After I start my treatment for weak spleen, I go to see the doctor quite a few times. One time in late April, she tells me once more what I can eat and what I should avoid eating. When she mentions one dish which she also mentioned the last time, I tell her that hubby (老公, laogong) has cooked this dish for me last weekend.
This story takes place before our wedding, so we weren’t married yet at the time of writing.
Doctor: “Are you already married?”
I: “No, we’ll be married in a few weeks time.”
Doctor: “So actually he’s not your husband yet.
I: “Don’t Chinese people refer to their boyfriend/girlfriend as husband/wife (老公/老婆, laogong/laopo) even though they aren’t married?”
Doctor: “Uh, young people like to refer to their boyfriend/girlfriend as husband/wife way too early. You know, you really shouldn’t call him hubby at this stage of your relationship.
I: “Since we are almost married, it really comes down to the same for me.”

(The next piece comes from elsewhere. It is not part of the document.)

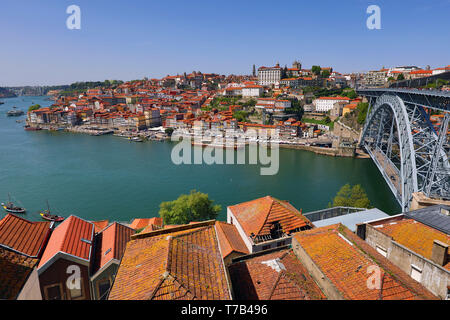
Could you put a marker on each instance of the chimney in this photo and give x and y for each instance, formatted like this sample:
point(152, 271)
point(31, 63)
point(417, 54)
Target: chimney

Doctor: “How would you call him in your native language?”
I: “No matter if we’re married or not, we’d call each other treasure (Schatz, 宝贝, baobei). If we talk about the other person after getting married we’d call him/her husband/wife, but this is not a word we’d use if we were talking to him or her directly.
Doctor: “This is much more like my generation would do it.”
Have you ever thought that people in China call each other husband/wife way too early into their relationships?